Neste ano, a LIC utilizou-se de um sistema de seleção feito por lotes (a cada lote, um número de projetos foi selecionado para receber o valor disponibilizado naquele período) e que envolveu dois entes: o Conselho Estadual de Cultura (CEC) e a Secretaria Estadual da Cultura (Sedac). A pasta estadual estabeleceu regras, prazos de inscrição de cada lote, plataforma e os tetos por linha de projeto. Já o CEC, neste ano, foi o responsável por avaliar os projetos inscritos com notas para diferentes critérios, formando um ranking entre os projetos até que se esgotasse o limite de repasse estabelecido pela Sedac.
Em caso de empate, a prioridade, neste ano, foi para projetos oriundos de cidades que não haviam recebido recursos da LIC nos últimos 12 meses. O critério gerou incontáveis debates ao longo dos últimos meses, pois foi um dos principais responsáveis por fazer com que eventos como a Feira do Livro de Porto Alegre e o Festival de Cinema de Gramado ficassem de fora da lista de priorizados para captação de recursos.
Estes episódios levaram a uma votação na terça-feira (14), em que a Assembleia Legislativa do Rio Grande do Sul aprovou o projeto de lei que retira do Conselho Estadual de Cultura a responsabilidade de analisar e selecionar as iniciativas que buscam recursos da Lei de Incentivo a Cultura (LIC). Foram 37 votos favoráveis e 12 contrários. A proposta irá para sanção do Piratini. A partir de agora, a Secretaria de Estado da Cultura (Sedac) terá a missão de contratar técnicos especializados que terão o controle sobre o dinheiro destinado a eventos e iniciativas culturais.
Diante do cenário adverso, o único projeto gaúcho que obteve nota para entrar na lista de aprovação na LIC e que, portanto, estará apto a receber o patrocínio da Natura é o duo 50 Tons de Pretas, formado pelas artistas Grazi Pires e Dejeane Arruée. Assim como os demais projetos selecionados pelo Natura Musical, as duas tiveram uma sequência de insucessos nas primeiras rodadas de avaliação da LIC, mas conseguiram alcançar a aprovação na última rodada do ano.

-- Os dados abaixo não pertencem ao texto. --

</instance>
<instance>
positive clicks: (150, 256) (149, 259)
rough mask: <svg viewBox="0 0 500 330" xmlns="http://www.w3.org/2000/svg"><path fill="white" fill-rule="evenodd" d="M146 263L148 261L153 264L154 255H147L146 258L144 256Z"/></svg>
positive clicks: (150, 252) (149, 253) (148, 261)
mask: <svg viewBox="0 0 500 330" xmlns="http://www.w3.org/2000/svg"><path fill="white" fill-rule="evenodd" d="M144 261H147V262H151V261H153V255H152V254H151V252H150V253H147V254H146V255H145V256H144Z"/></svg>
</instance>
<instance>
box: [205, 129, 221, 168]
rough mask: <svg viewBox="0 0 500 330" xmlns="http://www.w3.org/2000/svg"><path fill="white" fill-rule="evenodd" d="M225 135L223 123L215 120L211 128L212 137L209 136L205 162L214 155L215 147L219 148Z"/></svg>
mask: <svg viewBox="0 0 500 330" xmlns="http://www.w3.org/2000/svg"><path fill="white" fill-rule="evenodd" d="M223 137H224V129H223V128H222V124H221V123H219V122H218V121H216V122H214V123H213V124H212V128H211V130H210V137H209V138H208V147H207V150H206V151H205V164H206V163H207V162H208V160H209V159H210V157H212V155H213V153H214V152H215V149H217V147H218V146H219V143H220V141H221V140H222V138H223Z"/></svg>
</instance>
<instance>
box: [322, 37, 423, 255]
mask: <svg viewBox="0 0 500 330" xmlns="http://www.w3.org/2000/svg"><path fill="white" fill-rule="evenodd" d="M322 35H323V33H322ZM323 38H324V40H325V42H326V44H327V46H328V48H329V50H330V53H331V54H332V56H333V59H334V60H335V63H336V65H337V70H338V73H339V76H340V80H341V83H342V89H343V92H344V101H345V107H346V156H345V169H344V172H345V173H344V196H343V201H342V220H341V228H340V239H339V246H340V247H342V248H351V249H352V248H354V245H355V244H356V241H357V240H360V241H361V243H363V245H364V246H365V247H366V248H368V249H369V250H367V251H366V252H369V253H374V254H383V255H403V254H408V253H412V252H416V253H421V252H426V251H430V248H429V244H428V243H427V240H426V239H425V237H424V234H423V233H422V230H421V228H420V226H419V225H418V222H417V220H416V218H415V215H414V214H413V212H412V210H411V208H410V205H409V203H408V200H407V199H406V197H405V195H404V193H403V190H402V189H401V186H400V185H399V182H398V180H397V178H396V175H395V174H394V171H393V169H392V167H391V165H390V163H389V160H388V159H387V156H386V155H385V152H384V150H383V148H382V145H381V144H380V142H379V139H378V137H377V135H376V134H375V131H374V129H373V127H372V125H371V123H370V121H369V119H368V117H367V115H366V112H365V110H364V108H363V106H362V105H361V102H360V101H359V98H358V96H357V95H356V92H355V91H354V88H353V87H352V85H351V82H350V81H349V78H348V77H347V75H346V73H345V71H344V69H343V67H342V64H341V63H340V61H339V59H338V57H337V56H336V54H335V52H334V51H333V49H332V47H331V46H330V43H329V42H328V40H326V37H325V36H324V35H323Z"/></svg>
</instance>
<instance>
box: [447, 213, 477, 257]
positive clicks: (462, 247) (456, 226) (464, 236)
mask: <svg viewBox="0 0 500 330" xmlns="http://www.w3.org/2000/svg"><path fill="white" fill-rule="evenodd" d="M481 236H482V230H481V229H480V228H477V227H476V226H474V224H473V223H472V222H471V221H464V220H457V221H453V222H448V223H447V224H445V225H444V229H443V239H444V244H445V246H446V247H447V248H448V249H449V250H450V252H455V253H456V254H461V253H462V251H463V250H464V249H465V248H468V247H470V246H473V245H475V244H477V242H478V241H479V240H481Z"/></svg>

Elas receberão recursos para a gravação de um disco.
O mesmo não ocorrerá com outros cinco projetos que também foram selecionados pelo Natura Musical, mas não avançaram na lei de incentivo: os festivais O Bronx e GFilms Rap, o espetáculo Ialodê e a gravação de álbuns dos artistas Luiza Hellena e a Velha Guarda da Praiana e Paula Posada.
O que dizem os projetos e o CEC
GZH conversou com representantes de dois dos cinco projetos que perderam o patrocínio conquistado no edital Natura Musical: Luiza Hellena e a Velha Guarda da Praiana e GFilms Rap Festival. O sentimento de decepção é comum entre os projetos.
— Os editais da Natura sempre foram muito certeiros. Então, quando fomos selecionados, celebramos demais, ficamos tranquilos. Mas imagina como é planejar algo coletivo, conseguir ganhar um edital muito concorrido como o Natura Musical, para depois alguém vir te dizer que tu perdeu? Isso pesa demais — lamenta o músico Leandro Toranca Fagundes, conhecido como Guido CNR, idealizador do festival GFilms Rap.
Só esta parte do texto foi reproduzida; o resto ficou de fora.